Councilwoman Diane Quance said, “This week, for Earth Day, the city is offering five bags for anybody that wants to drive out to the street department and pick them up. You just need to show proof of residence so you can get started using those right now.”
Thallemer said they’re 30-gallon bags, and Frush said they need to be tied with twine or bailing twine, not plastic. Frush said a refuse container or bag can not weigh more than 40 pounds.
Thallemer said Dillon also is looking at ways to improve efficiencies with the trash routes to cut back on costs.

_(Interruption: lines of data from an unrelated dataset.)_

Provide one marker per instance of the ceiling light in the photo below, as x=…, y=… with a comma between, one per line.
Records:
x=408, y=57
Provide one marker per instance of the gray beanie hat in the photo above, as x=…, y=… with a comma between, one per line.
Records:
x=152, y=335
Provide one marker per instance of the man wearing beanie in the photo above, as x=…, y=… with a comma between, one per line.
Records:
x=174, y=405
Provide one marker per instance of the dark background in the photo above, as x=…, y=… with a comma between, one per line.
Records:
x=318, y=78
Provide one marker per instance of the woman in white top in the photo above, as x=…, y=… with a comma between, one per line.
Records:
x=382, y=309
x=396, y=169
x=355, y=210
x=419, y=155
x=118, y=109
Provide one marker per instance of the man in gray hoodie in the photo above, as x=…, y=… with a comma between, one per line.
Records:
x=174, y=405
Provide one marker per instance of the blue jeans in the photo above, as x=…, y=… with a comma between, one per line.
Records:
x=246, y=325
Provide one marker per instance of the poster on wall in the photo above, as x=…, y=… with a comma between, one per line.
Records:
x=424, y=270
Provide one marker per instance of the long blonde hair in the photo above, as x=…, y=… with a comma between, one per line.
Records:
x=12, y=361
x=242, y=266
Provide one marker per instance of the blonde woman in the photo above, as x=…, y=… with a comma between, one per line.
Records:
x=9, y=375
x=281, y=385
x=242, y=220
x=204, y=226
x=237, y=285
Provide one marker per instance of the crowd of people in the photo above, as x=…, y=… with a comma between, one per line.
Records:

In other business, the Council:
• Approved, on second reading, a salary ordinance amendment for seasonal park employees. The amendment was approved April 5 on first reading. The amendment states the maximum hourly wage for the campground manager is $18; recreation leader, $15; lifeguard, $14; and head lifeguard, $15.
• Approved the continuation of four tax abatements as recommended by Warsaw Community Development Coordinator Jeremy Skinner.
The first two are for West Hill Development LLC for a building leased by Patrick Industries at 1445 Polk Drive. They spent over $9 million altogether on improvements to the building and hired 147 employees. The first abatement is in its sixth year, and the second is in its second year.
The third abatement, also for a shell building by West Hill, is for 1195 Polk Drive and is occupied by Nextremity Solutions.
The final abatement was approved in 2020 for BTC Investments at 133 Enterprise Drive. In its first year of abatement, Skinner said the project value was $525,000.